Eine Karte allein wird aber nicht genügen, um das Gehirn restlos zu verstehen. „Nur weil wir jetzt wissen, wie genau die Nervenzellen miteinander verbunden sind, verstehen wir nicht automatisch, wie zum Beispiel psychische Krankheiten im Gehirn funktionieren“, sagt Alexander Borst. „Das ist im Grunde ähnlich wie mit dem Genom. Man kann heute mit recht wenig Aufwand alle Erbinformationen eines Menschen auslesen, aber versteht viele Erbkrankheiten noch immer nicht.“ Trotzdem sei das Konnektom eine riesige Arbeitserleichterung für zukünftige Forschungsprojekte.

Doch die Konnektomforschung stehe gerade erst am Anfang, sagt Moritz Helmstaedter.
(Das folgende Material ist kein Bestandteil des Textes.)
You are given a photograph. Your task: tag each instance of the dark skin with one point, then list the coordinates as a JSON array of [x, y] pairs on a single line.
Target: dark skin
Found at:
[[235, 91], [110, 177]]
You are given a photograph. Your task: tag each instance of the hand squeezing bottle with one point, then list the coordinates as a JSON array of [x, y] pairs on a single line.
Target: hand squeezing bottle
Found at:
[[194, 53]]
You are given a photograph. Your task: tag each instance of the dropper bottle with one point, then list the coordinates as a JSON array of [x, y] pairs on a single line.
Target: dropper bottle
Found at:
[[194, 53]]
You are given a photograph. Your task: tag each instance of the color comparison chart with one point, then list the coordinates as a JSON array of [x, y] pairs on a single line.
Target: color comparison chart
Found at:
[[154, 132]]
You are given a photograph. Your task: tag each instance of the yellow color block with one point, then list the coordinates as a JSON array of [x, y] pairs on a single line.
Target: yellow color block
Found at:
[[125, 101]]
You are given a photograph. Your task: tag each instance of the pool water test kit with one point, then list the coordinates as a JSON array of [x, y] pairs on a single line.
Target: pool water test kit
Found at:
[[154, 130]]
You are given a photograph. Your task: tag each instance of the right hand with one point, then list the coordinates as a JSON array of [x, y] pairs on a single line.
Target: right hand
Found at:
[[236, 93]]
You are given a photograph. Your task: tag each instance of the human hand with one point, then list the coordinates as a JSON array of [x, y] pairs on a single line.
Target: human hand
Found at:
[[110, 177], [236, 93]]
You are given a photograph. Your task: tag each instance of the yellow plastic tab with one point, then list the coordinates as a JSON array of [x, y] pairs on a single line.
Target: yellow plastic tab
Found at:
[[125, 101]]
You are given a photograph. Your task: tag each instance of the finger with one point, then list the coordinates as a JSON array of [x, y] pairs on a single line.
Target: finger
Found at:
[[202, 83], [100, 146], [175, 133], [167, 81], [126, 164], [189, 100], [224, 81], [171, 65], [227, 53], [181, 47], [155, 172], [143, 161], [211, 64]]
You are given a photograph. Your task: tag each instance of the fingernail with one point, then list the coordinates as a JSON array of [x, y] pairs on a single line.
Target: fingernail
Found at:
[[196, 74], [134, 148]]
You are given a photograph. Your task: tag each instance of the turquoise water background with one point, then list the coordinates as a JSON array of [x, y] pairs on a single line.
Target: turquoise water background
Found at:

Er ist sich sicher, dass in den nächsten Jahren noch viel mehr Hirnkarten veröffentlicht werden. „Wir werden nicht aufhören, bis wir ein Konnektom eines menschlichen Gehirns haben.“ Im Moment werde vor allem daran gearbeitet, das erste Konnektom eines Säugetiers zu bekommen, zum Beispiel das einer Maus. Damit könne man noch viel weitreichendere Fragen zur Funktion des Gehirns und der Entstehung von Krankheiten beantworten. Man könnte etwa das Konnektom gesunder und kranker Mäuse vergleichen, um festzustellen, was der Unterschied in der Verbindungsstruktur ist.

„Dazu braucht man auch nicht das ganze Gehirn, ein kleines Stück reicht schon aus“, sagt Helmstaedter. An solchen Vergleichen arbeitet er bereits, auch mit winzigen Hirnstücken von Menschen.